Thanks for your article. I was wondering whether there might be retail environments where static signage will be valued over digital signage -- e.g. lightboxes would be chosen over networked LCDs? I would be interested to hear your thoughts on this. Thanks,
Alli

Bill Gerba said...

Hi Alli,

I think that when it comes to advertising product, motion is going to be a tough gimmick to top, at least for a while. Thus as the cost of materials like OLED and electronic ink drop, I think that even simple shelf toppers and display stands will start to incorporate moving imagery -- it's simply more noticeable, and that's what counts when you're trying to move product.

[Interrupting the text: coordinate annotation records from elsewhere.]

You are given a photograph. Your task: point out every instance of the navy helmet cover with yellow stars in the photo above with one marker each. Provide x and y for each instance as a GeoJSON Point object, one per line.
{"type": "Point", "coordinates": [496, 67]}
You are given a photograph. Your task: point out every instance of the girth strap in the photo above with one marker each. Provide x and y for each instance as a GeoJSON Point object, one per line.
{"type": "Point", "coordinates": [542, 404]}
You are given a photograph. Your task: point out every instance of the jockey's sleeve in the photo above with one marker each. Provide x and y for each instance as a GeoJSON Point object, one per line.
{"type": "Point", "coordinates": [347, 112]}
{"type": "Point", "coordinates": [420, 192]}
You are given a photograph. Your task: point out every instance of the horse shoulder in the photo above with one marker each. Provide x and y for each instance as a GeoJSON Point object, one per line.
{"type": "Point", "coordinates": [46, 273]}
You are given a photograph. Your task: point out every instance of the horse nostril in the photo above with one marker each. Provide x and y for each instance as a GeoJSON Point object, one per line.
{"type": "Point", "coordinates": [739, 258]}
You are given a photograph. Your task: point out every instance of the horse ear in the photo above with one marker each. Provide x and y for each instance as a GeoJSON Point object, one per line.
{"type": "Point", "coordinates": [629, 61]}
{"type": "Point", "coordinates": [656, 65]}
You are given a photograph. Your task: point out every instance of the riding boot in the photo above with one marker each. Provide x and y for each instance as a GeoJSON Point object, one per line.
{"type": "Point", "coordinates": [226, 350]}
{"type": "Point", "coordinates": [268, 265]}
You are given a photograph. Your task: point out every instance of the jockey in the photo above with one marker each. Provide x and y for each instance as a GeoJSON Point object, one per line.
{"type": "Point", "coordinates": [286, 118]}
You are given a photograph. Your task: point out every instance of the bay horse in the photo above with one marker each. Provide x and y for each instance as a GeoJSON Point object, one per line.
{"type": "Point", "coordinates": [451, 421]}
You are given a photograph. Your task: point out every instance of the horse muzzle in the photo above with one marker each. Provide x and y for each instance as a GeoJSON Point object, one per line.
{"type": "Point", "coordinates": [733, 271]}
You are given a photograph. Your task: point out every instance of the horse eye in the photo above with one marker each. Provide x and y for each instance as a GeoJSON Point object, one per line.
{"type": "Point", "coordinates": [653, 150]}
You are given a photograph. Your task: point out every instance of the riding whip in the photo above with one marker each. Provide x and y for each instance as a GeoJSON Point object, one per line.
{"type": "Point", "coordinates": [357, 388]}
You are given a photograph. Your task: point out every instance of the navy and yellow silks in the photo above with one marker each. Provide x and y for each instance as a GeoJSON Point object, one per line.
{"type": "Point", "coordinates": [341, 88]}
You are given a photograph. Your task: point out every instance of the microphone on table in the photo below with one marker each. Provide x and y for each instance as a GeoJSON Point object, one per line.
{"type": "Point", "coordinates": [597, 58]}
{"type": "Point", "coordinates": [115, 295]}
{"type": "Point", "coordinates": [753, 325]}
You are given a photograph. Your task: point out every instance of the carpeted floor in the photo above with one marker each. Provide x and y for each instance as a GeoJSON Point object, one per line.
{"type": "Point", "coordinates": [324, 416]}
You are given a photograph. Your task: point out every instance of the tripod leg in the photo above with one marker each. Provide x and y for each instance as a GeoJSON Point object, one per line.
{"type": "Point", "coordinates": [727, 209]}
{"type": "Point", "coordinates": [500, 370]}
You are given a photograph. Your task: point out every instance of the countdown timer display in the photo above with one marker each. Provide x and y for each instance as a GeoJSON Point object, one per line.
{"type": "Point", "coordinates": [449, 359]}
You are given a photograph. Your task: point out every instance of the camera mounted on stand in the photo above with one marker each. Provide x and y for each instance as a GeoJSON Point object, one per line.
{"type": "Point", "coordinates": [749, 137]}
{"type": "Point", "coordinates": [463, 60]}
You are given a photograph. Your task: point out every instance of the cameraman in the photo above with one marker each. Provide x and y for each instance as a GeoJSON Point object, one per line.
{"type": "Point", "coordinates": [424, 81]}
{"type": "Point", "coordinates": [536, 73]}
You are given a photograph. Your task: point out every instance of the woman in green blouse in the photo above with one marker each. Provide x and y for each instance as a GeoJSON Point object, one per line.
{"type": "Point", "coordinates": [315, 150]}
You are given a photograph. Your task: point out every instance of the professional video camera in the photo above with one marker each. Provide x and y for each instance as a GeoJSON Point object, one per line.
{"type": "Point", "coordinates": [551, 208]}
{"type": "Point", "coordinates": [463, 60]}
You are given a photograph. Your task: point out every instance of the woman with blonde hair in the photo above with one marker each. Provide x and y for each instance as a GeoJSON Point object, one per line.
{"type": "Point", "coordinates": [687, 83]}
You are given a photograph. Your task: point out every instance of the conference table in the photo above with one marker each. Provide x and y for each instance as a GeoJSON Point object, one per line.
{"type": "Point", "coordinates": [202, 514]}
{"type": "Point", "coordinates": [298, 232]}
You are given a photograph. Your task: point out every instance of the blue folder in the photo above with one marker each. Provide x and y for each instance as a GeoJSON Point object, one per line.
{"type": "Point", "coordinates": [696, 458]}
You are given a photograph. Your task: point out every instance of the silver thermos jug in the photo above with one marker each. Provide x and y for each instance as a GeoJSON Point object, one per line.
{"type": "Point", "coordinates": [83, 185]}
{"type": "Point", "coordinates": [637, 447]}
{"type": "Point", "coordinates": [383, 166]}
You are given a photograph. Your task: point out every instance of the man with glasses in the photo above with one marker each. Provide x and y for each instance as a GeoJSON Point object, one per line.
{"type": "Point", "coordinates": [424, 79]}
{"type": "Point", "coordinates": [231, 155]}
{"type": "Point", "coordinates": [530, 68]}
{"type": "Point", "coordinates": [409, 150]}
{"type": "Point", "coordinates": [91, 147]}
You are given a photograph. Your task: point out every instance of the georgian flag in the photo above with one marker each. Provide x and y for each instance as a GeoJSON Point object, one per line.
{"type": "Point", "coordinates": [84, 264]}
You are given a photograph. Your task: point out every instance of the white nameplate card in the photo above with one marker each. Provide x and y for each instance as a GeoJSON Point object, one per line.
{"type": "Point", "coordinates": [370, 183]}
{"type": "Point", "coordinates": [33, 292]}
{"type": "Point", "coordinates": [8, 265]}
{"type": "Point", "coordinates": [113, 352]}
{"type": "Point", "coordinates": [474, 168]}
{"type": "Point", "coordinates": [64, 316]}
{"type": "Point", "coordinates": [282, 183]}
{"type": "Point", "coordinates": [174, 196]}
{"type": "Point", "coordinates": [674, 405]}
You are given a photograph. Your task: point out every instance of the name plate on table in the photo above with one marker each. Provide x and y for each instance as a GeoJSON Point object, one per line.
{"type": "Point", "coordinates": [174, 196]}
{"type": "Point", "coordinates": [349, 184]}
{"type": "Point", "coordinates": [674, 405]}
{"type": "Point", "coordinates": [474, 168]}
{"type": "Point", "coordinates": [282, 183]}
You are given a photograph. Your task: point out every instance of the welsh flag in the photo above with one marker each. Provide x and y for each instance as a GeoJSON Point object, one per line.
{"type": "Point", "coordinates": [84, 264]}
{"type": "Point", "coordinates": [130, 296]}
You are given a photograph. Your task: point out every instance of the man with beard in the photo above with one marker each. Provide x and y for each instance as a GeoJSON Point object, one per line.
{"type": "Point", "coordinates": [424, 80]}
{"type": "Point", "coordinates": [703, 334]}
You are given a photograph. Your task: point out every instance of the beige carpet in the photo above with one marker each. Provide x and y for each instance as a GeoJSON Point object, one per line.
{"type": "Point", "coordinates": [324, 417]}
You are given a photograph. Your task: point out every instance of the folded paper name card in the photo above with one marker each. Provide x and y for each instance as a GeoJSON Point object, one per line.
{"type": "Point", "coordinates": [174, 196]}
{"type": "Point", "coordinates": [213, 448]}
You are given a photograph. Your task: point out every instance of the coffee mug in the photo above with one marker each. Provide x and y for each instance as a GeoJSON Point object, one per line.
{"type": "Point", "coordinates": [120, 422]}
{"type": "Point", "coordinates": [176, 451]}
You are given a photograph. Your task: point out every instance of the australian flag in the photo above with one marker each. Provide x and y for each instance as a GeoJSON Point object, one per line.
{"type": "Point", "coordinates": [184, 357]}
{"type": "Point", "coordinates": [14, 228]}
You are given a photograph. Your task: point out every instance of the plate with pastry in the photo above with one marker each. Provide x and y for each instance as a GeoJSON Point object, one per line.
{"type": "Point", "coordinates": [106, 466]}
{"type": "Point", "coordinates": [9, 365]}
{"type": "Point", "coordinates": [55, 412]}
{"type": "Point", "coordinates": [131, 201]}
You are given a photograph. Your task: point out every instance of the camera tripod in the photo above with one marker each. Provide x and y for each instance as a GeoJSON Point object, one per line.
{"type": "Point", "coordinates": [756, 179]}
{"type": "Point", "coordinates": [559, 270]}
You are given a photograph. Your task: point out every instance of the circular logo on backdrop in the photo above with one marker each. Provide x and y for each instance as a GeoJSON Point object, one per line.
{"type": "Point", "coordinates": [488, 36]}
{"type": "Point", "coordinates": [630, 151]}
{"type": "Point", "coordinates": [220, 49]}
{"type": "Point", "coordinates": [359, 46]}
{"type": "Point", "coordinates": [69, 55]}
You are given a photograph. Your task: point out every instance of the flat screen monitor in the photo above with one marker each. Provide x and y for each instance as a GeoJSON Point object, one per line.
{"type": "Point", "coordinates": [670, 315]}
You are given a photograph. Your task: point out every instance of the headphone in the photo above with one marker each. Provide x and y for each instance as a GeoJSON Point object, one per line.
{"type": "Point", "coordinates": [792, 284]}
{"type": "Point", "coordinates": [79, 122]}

Experience-driven stores, on the other hand, will probably stick with static signage, light boxes and the like, and in fact at some point in the future that might even be a way to differentiate one's chain from others. I'd expect to first see this happen in higher-end stores or very design-driven stores (boutiques, high-end fashion, maybe even Apple stores, though they have lots of screens around for other reasons). Similarly, if such a trend were to emerge in big-box or grocery, I'd expect it to be in stores targeting more affluent consumers, so a Whole Foods or Trader Joe's before a Walgreens or Kroger, for example.

Alli said...

Hi Bill,
Thanks for your reply. That makes a lot of sense that static might prevail in some stores trying to cultivate a less cluttered, peaceful environment for consumers.

Do you have some ideas about types of stores or other spaces where the cost, content management, or other issues of installing and maintaining digital signage is acting as a barrier to adoption? I read that initially some felt specialty stores might be a harder sell for digital signage, but then I read (maybe in your blog?!) that there is one company creating a programming channel specifically for vet clinics. Although I wasn't sure if the vet clinics were all under the same umbrella or whether the signage and channel had been marketed individually to clinic owners.

I'm also interested to learn about "sneaker-net" digital signage adoption. Do you see many companies going with this model or is everyone moving directly to large networks?

Thanks again for your thoughts and your blogs, I am just learning about digital signage and this is very helpful.